Created by Seraphina Anderson: Jul 29, 20153 replies
Contracts for the Middle East Teachers applying for jobs in the Middle East should know that they may well be asked to sign a 'contract' in their home country and email it. THIS IS NOT WORTH THE PAPER IT'S WRITTEN ON.
The only contract that is valid is one signed in the Middle East and in Arabic. Your contract may well be in both English and Arabic, but without the Arabic, it is not accepted in the courts. Therefore, you have no rights!
There are some companies who will ask you to 'sign' BEFORE they interview you. You should not need me to tell you that this is not professional!
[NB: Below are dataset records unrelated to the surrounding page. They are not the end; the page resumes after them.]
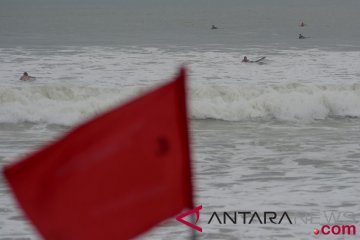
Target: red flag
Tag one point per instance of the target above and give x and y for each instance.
(113, 177)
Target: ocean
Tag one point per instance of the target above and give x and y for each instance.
(280, 136)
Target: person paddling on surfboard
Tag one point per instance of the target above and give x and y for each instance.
(301, 36)
(26, 77)
(245, 59)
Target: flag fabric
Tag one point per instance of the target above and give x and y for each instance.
(113, 177)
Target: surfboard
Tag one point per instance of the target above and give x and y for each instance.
(260, 59)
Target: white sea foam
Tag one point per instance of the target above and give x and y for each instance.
(76, 83)
(67, 104)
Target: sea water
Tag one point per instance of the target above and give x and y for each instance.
(278, 136)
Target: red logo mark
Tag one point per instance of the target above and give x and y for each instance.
(193, 226)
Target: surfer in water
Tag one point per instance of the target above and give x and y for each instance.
(26, 77)
(245, 59)
(301, 36)
(259, 61)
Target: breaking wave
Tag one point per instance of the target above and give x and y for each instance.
(68, 105)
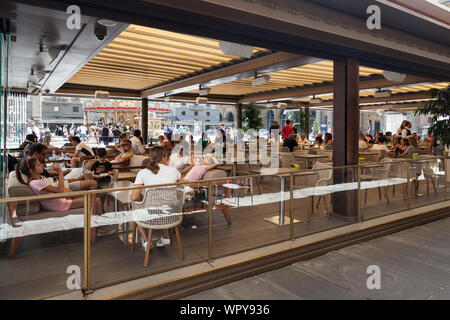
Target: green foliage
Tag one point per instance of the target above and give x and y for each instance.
(316, 126)
(304, 120)
(251, 119)
(440, 107)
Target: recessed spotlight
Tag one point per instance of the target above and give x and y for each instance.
(107, 22)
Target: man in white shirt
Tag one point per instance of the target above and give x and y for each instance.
(36, 131)
(136, 144)
(83, 132)
(380, 145)
(81, 150)
(179, 160)
(303, 142)
(363, 145)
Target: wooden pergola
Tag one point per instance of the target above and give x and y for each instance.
(333, 57)
(122, 111)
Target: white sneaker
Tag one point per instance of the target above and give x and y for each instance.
(163, 242)
(144, 245)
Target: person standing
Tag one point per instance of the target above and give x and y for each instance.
(136, 145)
(292, 126)
(287, 130)
(81, 150)
(83, 132)
(36, 131)
(275, 126)
(105, 134)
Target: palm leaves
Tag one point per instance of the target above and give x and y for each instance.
(439, 107)
(251, 119)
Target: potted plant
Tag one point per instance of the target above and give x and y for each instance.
(439, 108)
(251, 119)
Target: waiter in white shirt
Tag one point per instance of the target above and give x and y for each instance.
(136, 144)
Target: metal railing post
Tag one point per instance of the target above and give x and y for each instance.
(446, 174)
(210, 207)
(87, 288)
(408, 186)
(359, 192)
(291, 211)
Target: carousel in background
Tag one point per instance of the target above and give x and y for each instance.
(124, 113)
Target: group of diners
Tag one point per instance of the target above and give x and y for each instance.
(164, 168)
(293, 140)
(401, 144)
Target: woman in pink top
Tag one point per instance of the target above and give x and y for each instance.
(32, 168)
(202, 165)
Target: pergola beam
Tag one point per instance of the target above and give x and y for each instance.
(395, 97)
(395, 106)
(370, 83)
(262, 65)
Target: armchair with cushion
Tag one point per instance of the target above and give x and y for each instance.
(164, 211)
(29, 210)
(130, 172)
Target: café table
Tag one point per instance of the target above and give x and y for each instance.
(281, 220)
(307, 157)
(122, 199)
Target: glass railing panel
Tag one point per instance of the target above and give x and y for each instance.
(384, 187)
(42, 247)
(160, 220)
(251, 212)
(324, 198)
(427, 180)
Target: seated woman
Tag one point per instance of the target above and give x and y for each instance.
(180, 161)
(122, 137)
(411, 149)
(328, 141)
(125, 156)
(32, 169)
(157, 173)
(291, 142)
(303, 142)
(318, 143)
(29, 140)
(168, 143)
(201, 166)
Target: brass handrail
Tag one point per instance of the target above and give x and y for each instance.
(103, 191)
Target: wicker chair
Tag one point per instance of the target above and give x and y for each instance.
(429, 169)
(379, 173)
(325, 178)
(164, 206)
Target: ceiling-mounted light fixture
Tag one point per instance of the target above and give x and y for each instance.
(201, 100)
(107, 22)
(204, 91)
(394, 76)
(315, 100)
(382, 93)
(52, 53)
(269, 104)
(260, 80)
(236, 49)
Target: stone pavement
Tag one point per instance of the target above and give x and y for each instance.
(414, 264)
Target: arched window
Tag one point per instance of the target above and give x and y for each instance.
(270, 118)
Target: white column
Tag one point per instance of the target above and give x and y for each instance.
(36, 110)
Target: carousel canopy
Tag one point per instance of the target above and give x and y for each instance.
(124, 105)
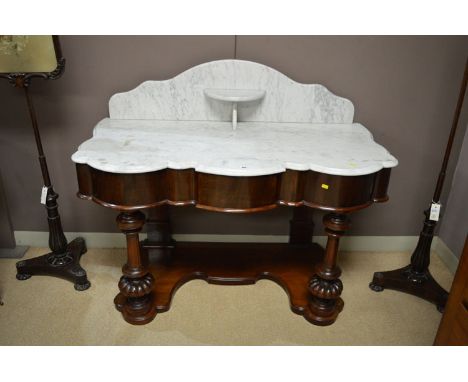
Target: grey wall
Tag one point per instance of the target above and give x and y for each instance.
(404, 90)
(7, 239)
(454, 227)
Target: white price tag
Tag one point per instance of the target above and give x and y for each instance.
(435, 211)
(44, 195)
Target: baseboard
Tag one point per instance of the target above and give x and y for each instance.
(347, 243)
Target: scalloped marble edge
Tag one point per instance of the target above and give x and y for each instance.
(285, 100)
(104, 152)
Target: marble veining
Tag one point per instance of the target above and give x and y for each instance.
(182, 98)
(173, 124)
(255, 148)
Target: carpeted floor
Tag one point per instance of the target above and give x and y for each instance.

But for the younger teachers with less experiences of practices in the Middle East, be vigilant!
Seraphina Anderson: Jan, 8, 16
There's no harm in it, but don't give you your job based on it as it is NOT a contract. There are exceptions. If your employer is a UK company and NOT the university, then you will be more or less safe. However, be sure that any company will DUMP you if there's the slightest problem in paperwork before you start.
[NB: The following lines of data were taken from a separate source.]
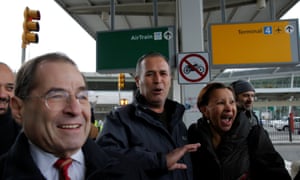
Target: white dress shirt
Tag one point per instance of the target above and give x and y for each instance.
(45, 161)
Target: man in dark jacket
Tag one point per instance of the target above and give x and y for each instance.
(9, 129)
(245, 93)
(150, 130)
(51, 103)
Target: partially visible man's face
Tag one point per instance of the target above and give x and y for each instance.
(6, 87)
(245, 100)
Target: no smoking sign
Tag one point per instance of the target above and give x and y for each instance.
(193, 68)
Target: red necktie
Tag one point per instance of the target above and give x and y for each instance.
(62, 165)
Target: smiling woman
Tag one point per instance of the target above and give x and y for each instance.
(229, 146)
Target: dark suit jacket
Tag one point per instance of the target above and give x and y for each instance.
(18, 163)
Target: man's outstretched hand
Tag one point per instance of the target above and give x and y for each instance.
(177, 154)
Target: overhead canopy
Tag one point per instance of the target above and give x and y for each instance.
(94, 15)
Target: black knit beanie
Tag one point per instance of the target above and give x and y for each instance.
(241, 86)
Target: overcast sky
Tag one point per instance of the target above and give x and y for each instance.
(58, 32)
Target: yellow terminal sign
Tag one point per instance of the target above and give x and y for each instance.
(257, 43)
(30, 25)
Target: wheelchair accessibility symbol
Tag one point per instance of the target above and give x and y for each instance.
(193, 68)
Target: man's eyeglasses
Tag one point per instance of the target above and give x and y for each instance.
(57, 100)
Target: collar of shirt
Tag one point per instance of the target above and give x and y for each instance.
(45, 161)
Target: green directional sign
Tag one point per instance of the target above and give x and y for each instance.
(118, 51)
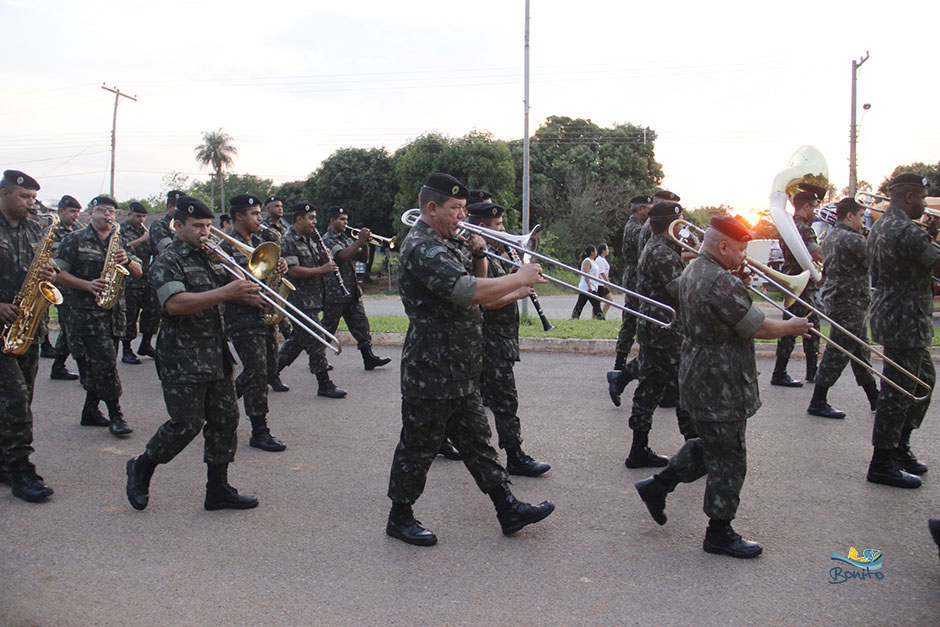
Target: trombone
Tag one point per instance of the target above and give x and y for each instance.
(262, 261)
(520, 244)
(792, 286)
I don't there was much doubt in my post. Caveat emptor!
Tim Spencer: Jan, 17, 16
Signing any form of pre-employment contract is at best a waste of time, at worst a dangerous commitment to make. In all seriousness anything other than a formal job offer - for a specific position, salary etc. - is something to avoid.
Additionally I recommend that you avoid any circumstance when your employer insists on holding your passport. I had an experience of this and it is very unsettling to be nearing the end of a "trial" period and still not have your passport available. In this case the passport was returned just a day after my employment was terminated for non-compliance with a sudden, short-notice implementation of an "all black" dress code. The notice was issued two days before I was "fired".